No hope, no dreams, no light can exist in the world of Solitaire Stars.

Above: No hope, no dreams, no light can exist in the world of Solitaire Stars.

Nothing can be quite as unintentionally disarming as a complete lack of sound. I don’t think the designers of Solitaire Stars, a tournament-based affair that centers on a card game that derives its name from a synonym for “alone,” intended to make the most unnerving take on solitaire possible. It doesn’t have a single sound effect or musical cue, so the icon boxes of your opponent (reportedly playing the same deck as you simultaneously) seem to loom at you, ready to pounce. As if they are keeping you occupied as they clean their torture room of the residue of the hapless player before.

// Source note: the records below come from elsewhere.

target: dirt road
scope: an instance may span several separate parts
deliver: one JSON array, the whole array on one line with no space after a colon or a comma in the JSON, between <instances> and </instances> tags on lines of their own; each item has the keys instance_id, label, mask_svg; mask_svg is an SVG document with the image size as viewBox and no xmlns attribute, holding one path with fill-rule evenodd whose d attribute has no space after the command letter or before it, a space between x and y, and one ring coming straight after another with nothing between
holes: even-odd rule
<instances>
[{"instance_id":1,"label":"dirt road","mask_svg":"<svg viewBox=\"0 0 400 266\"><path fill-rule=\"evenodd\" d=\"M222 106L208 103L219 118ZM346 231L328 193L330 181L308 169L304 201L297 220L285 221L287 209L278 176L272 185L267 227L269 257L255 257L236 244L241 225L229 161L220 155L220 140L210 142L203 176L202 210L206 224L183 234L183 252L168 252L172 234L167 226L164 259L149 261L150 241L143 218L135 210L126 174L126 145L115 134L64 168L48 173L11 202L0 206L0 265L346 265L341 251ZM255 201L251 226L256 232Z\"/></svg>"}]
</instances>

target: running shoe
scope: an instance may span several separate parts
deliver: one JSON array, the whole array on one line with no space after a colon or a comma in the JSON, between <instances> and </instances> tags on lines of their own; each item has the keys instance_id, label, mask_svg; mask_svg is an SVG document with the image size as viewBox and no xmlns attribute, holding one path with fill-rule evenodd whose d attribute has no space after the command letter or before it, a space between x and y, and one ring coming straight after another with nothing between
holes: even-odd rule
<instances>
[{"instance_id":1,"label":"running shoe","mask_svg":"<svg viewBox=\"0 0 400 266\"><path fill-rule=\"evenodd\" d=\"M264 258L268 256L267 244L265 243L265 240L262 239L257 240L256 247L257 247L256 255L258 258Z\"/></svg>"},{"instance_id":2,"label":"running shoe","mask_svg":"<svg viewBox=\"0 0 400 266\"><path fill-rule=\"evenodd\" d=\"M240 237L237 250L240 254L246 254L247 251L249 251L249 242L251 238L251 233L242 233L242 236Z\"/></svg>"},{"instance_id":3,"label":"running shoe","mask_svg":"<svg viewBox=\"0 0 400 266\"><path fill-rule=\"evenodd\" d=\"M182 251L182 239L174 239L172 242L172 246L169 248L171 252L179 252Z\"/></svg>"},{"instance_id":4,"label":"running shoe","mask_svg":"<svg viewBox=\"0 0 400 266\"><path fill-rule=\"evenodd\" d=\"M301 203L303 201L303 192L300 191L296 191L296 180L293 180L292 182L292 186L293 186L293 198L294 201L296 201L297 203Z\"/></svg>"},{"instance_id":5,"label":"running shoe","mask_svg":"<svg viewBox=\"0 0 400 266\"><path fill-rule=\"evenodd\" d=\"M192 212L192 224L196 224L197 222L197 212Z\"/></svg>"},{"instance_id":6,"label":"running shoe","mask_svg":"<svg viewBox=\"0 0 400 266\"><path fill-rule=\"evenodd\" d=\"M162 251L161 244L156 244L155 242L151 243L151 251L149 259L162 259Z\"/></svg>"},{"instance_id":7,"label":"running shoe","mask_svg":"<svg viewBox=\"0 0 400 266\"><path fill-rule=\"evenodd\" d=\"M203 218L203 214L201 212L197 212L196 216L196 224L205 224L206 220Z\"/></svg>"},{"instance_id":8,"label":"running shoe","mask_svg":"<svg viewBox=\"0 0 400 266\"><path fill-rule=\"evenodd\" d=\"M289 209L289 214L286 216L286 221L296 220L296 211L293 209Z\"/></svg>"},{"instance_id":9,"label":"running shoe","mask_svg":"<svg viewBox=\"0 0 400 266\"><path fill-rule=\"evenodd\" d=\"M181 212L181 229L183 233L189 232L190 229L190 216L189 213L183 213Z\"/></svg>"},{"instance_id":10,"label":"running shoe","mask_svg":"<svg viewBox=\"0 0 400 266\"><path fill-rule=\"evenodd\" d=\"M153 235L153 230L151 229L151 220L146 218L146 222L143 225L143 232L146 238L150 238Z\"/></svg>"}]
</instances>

The core of the game is about as basic an approximation of the Saddest Card Game Ever as you can find. Stack the bland-looking cards in order from Kings to 2s, flipping through the deck when you run out of options on the table. The game will even automatically file cards on the stacks at the top of screen for you, and at such a speed as to make the joy of discovering those long-hidden cards almost moot.

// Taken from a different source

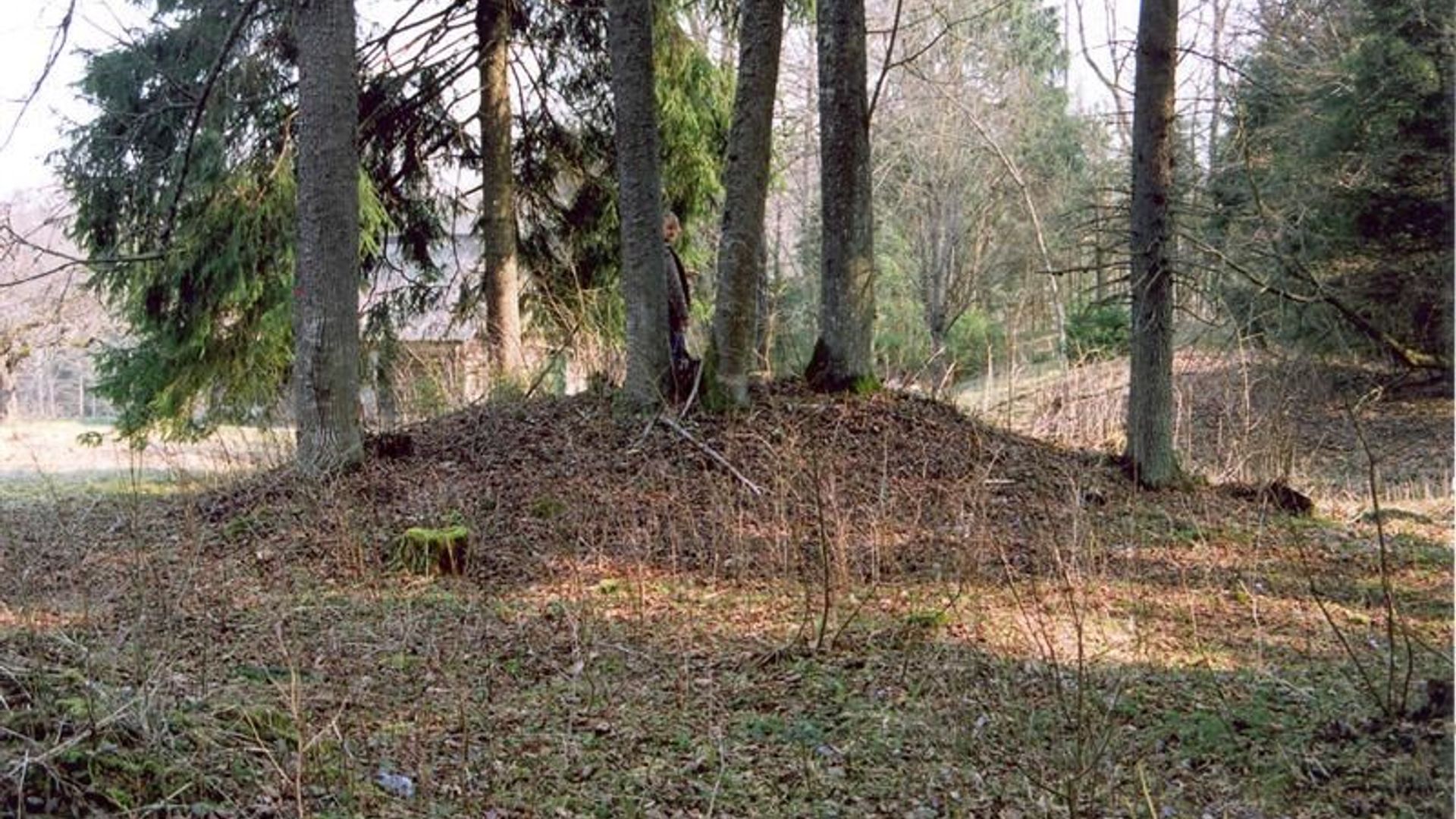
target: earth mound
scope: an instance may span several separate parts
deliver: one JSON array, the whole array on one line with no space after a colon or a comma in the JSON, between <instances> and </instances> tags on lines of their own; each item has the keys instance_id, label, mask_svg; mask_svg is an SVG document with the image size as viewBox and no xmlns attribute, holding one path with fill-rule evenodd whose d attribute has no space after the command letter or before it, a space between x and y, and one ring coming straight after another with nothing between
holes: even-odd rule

The most accurate comparison that I can draw to Solitaire Stars is to those “screamer” videos that used to be all over Youtube. Because after five minutes of staring intently at tiny cards in a dull, soundless landscape, I was nearly flung from my chair by the blaring audio of the ad interruption.

Best played on: the elevator ride into Purgatory.

Crossy Road offers little, but served on the best possible platter

Crossy Road play one beautiful, resonant note thanks to an arcade sensibility and retro aesthetic.

Above: Crossy Road play one beautiful, resonant note thanks to an arcade sensibility and retro aesthetic.

Image Credit: Hipster Whale

Too few free-to-play mobile titles seem to actually appreciate video games as much as Crossy Road does. The simple  crossing-the-frantic-highway simulator wears its arcade era-inspirations proudly. Most obviously, Road’s blocky art style approximates an old school pixelated look relatively well, updated with modern lighting effects and bouncy animations. The effect is not dissimilar to From Software’s 3D Dot Game Heroes, the studio’s 2009 tribute to classic entries in The Legend of Zelda franchise.

But Crossy Road walks the arcade walk as well, demanding the player perform a simple task with precision despite escalating challenge. Crossing this neverending highway demands increasingly precise timing, with an increasing amount of obstacles of varying speeds looking to flatten you into adorable mush. The goal never really fluctuates, at least in the hour’s worth of attempts I made, but the game nevertheless retains a “one more try” feel thanks to an immediate restart and a throng of different characters to work toward unlocking.

Crossy Road is also one of the few games I have ever encountered with a Pac-Man gameplay variant, complete with power pellets to pick up and blitz your way through now-vulnerable ghosts. More games should make include such an option.

Best played on: the Samsung Galaxy S6 Edge Plus.